Грицко объясняется, помогая себе жестами. Шор смотрит на него темными, непроницаемыми глазами, и ксендзу приходит в голову, что, возможно, перед ним слепец.
– Прочитав несколько сотен авторов от корки до корки, – продолжает Хмелёвский, – иной раз кое-что заимствуя или же извлекая самую суть, я заподозрил, что многие книги упустил из поля зрения и доступ к ним затруднен.
Теперь он делает паузу и ждет, пока заговорит Шор, однако тот лишь кивает с вкрадчивой улыбкой, из которой ничего не следует.
– А так как я слышал, что у вас здесь хорошая библиотека, никоим образом не желая инкомодировать… – И тут же нехотя поправляется: – Беспокоить или затруднять, я осмелился, вопреки обычаям, но во благо ближнего, прийти сюда и…
Ксендз умолкает, потому что дверь внезапно открывается и в комнату с низким потолком без каких-либо объяснений входит женщина. Следом за ней заглядывает кто-то еще, слышен шепот, лица в темноте едва различимы. Хнычет маленький ребенок, недолго, потом вдруг затихает, словно теперь все внимание должно сосредоточиться на этой женщине с непокрытой головой и пышными кудрями: она шагает смело, устремив взгляд куда-то вперед, не глядя на мужчин; несет на подносе кувшин и сухофрукты. На ней широкое платье в цветочек, сверху вышитый фартук. Постукивают каблуки остроносых туфелек. Невысокая, но фигурка ладная, привлекательная.
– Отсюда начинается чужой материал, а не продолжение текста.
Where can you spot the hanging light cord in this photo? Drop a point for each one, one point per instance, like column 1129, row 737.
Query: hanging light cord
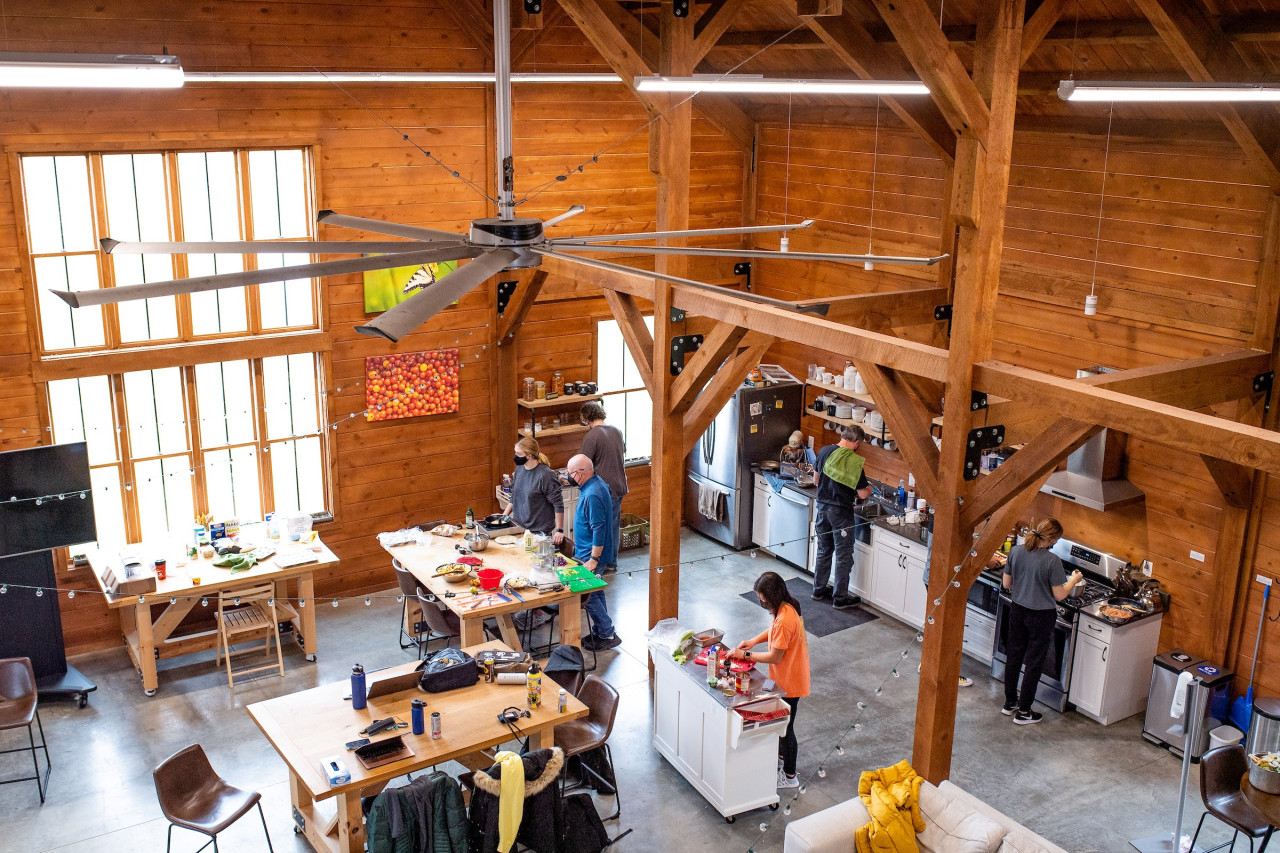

Сзади семенит маленькая девочка – несет два стакана. Она смотрит на ксендза с таким ужасом, что случайно налетает на идущую впереди женщину и падает. Стаканы катятся по полу – хорошо, что они из толстого стекла. Женщина не обращает внимания на ребенка, зато быстро и дерзко взглядывает на ксендза. Сверкают темные, мрачные глаза, большие и какие-то бездонные, а на невероятно белой коже мгновенно появляется румянец. Ксендз-декан, который не привык иметь дело с молодыми женщинами, удивлен этим внезапным вторжением; он сглатывает слюну. Незнакомка со стуком ставит на стол кувшин, тарелку и поднятые с пола стаканы и, опять глядя прямо перед собой, уходит. Хлопает дверь. Грицко, переводчик, тоже выглядит растерянным. Тем временем Элиша Шор вскакивает, поднимает девочку и сажает к себе на колени, но та вырывается и исчезает вслед за матерью.